L’Afrique dans l’œil du cyclone des espions
Si le gouvernement marocain a catégoriquement dénoncé comme « mensongères » les informations selon lesquelles les services du royaume « ont infiltré les téléphones de plusieurs personnalités publiques nationales et étrangères et de responsables d’organisations internationales à travers un logiciel », d’autres gouvernements en Afrique sont concernés. Parmi eux, on trouve l’Algérie, la République démocratique du Congo, l’Égypte, l’Ouganda, le Rwanda et le Togo, selon une carte publiée par la plateforme Forbidden Stories, qui rassemble des journalistes d’investigation du monde entier. Comme le révèle Le Monde, la spécificité de ces pays est de se concentrer sur « des journalistes, des opposants, des avocats, des défenseurs des droits de l’homme, qui sont les principales cibles de ce logiciel ».
Carte des pays cités dans l'enquête sur le logiciel Pegasus.

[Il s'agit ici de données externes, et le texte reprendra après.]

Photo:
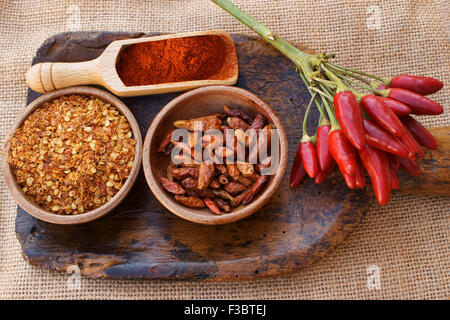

Fondée en 2011, NSO, régulièrement accusée de faire le jeu de régimes autoritaires depuis l’alerte lancée en 2016 par un dissident émirati, Ahmed Mansoor, assure que son logiciel sert uniquement à obtenir des renseignements contre des réseaux criminels ou terroristes. « Il y a 20-30 ans, les exportations d’armes ont permis à Israël de forger de nombreuses relations diplomatiques ou officieuses avec des pays d’Afrique, d’Asie et du Moyen-Orient, et c’est la même chose aujourd’hui. Mais Israël a plus de choses à vendre, une panoplie de cyberoutils », a expliqué à l’AFP Yoel Guzansky, chercheur à l’Institut des études sur la sécurité nationale (INSS) de Tel-Aviv. « Mais c’est un couteau à double tranchant car Israël peut aussi être vu comme aidant des régimes autocratiques à réprimer les libertés civiles » a-t-il ajouté.
Dans le cas du Maroc, le site d’information français Mediapart a annoncé, ce lundi 19 juillet, le dépôt d’une plainte auprès du procureur de la République de Paris, « au nom [du] journal, de Lénaïg Bredoux et d’Edwy Plenel », deux de ses journalistes dont les téléphones auraient été espionnés par les services de renseignements du royaume chérifien.